When House Speaker Paul Ryan announced his plans to retire from Congress at the end of his current term, the open seat created an opportunity for both Republicans and Democrats. A number of local politicians are considering possible runs in Wisconsin’s 1st Congressional District. Here’s a list of who’s in and who’s out.
As RightWisconsin first reported when Ryan announced his retirement, University of Wisconsin Board of Regents member Bryan Steil was seriously considering a run. Now Steil is in. Steil once worked for Ryan. Lobbyist Brandon Scholz told CNBC that Steil has been considering a run since Ryan ran for Vice President. Steil currently is the general counsel and secretary at Charter NEX Films Inc.
None of the following candidates are likely to win the GOP nomination:
Paul Nehlen: Nehlen challenged Ryan two years ago in the GOP primary and ran a race-baiting campaign then that attracted national support from Breitbart.com, Ann Coulter and Michelle Malkin, but few votes. This year his anti-Semitic rants got him banned from Twitter. The Republican Party has completely disavowed Nehlen’s candidacy.
Nick Polce: Polce is a former Army Green Beret and local businessman who has received little attention so far in his attempt to challenge Ryan in the GOP primary. He moved to the district to run and is backed by a small fringe of the GOP that also backed Nehlen for Congress in 2016.
Kenosha County Supervisor Jeff Wamboldt announced earlier this week, according to the Kenosha News. Wamboldt is a police officer and a former candidate for president on the self-created “We, the People” party in 2008. He received 765 votes.
If there is an election, Spencer Zimmerman is running.
Former Racine County Executive and former state Rep. Jim Ladwig is considering running, according to WisPolitics.
State Sen. Dave Craig (R-Town of Vernon) is not running for Congress. He issued the following statement on Facebook on Friday:
From the bottom of our whole family’s hearts, we want to thank everyone for the outpouring of prayers, support, and encouragement over the last few days. While there is no question we need a strong conservative in Washington, the Lord has different plans for Amy and I and for the little hearts he has entrusted to us. I look forward to continuing advocating for constitutional principles in the State Senate, and we look forward to speaking to all of you soon. God Bless, Dave and Amy Craig
Assembly Speaker Pro Tem Tyler August (R-Lake Geneva) is running for re-election in the Assembly.
State Rep. Samantha Kerkman (R-Salem): Kerkman is out, saying she is running for re-election to the Assembly. “I have two kids, ages 10 and 12, and after talking with them about mom getting pulled away, (we decided) for their time, this is what I’m best suited for,” Kerkman told the Kenosha News.
State Rep. Amy Loudenbeck (R-Clinton) is also not running.
State Sen. Steve Nass (R-Whitewater) told Fox 6’s Theo Keith that he’s not running.
Former Republican National Committee Chairman and White House Chief of Staff Reince Priebus told WISN’s Jay Weber on Thursday he is out.

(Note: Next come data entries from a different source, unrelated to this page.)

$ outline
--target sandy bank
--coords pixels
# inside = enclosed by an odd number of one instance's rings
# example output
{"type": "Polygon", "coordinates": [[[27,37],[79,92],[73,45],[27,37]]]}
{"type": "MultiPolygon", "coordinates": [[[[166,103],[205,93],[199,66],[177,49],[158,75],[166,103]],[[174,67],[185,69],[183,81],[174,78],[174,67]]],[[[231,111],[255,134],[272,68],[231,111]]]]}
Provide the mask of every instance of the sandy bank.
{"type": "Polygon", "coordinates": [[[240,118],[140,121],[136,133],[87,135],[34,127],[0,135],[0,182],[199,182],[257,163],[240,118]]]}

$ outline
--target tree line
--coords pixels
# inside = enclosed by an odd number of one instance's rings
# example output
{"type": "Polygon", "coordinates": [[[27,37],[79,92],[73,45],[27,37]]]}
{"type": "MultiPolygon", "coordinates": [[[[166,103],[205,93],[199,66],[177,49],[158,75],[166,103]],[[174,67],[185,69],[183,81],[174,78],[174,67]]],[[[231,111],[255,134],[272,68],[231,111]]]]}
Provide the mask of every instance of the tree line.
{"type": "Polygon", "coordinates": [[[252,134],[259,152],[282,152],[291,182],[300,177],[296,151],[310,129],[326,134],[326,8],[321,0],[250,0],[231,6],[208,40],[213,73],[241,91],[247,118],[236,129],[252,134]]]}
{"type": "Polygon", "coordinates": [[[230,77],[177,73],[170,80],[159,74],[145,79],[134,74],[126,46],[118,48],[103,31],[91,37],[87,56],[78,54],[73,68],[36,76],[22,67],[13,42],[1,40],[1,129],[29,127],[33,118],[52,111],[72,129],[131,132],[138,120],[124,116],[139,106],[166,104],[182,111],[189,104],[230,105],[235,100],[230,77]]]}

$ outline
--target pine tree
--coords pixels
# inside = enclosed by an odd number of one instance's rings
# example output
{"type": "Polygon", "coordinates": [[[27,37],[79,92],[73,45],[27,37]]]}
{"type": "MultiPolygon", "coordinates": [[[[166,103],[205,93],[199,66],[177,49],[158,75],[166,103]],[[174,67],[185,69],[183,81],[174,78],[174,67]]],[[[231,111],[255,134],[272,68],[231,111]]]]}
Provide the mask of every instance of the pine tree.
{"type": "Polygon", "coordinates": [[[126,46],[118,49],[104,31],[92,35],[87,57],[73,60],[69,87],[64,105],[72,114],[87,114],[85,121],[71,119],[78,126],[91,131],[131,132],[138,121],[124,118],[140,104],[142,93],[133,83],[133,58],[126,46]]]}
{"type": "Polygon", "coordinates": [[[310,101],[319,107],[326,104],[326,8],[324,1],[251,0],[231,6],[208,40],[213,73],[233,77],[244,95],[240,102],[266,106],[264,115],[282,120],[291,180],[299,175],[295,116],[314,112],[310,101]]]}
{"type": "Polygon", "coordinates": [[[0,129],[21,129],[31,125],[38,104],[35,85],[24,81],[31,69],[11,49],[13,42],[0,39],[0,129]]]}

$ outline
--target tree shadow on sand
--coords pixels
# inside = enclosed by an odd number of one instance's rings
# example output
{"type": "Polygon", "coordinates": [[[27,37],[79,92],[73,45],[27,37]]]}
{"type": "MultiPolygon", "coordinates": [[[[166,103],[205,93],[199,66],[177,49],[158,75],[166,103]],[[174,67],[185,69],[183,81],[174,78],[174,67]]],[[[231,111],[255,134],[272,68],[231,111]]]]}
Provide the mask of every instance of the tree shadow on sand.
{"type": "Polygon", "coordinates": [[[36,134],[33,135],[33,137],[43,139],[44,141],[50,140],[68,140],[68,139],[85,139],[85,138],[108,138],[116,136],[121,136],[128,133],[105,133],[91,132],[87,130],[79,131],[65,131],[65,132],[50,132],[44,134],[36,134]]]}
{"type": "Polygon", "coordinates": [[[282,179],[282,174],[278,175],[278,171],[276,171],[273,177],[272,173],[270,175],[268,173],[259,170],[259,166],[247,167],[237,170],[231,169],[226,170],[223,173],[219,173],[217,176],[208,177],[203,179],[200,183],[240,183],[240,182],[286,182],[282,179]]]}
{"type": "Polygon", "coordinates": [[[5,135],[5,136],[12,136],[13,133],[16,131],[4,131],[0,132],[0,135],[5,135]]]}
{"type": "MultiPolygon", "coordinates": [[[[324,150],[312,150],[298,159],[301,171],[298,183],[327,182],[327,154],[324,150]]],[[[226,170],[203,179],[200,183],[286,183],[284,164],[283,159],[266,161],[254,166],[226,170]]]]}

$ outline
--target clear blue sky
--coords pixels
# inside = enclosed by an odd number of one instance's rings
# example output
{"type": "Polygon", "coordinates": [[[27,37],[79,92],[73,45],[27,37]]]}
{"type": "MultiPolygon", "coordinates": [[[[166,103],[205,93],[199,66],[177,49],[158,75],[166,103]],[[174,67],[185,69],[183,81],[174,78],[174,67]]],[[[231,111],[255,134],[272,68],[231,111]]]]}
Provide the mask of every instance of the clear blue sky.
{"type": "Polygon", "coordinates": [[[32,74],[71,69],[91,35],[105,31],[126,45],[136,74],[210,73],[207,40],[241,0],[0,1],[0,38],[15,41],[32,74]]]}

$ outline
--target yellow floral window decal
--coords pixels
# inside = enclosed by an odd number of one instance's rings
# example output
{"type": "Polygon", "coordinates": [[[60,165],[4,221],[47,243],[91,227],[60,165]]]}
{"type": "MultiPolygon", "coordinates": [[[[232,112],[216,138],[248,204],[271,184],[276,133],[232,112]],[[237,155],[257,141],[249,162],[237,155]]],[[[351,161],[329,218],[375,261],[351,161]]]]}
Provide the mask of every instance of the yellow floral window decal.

Assembly Speaker Robin Vos (R-Rochester) told WISN’s Jay Weber on Friday he is out.
Michelle Litjens Vos, a former member of the Assembly who represented part of the Fox Valley, said on Facebook she is not running, saying it’s not her time.
State Sen. Van Wanggaard (R-Racine) announced he is not running the same day of Ryan’s announcement.
Randy Bryce: Bryce is a three-time election loser and a deadbeat dad who bought Twitter followers instead of paying his child support. He has little understanding of public policy but has embraced the Bernie Sanders wing of the Democratic Party, including Sanders’ $32 trillion government-run health care plan. Nonetheless, Bryce received the financial support of some Hollywood liberals after his campaign video went “viral.” It’s unknown whether that support will continue now that Ryan is no longer running.
Cathy Myers: Myers, a teacher and a school board member, is the also-ran in the Democratic Primary so far.
State Rep. Peter Barca is also seriously considering a run, telling the Kenosha News, “This is a vital seat, and it’s going to have to be about who has the best chance of winning.” Barca served in the House of Representatives from May 1993 to January 1995 after winning a special election to replace Congressman Les Aspin.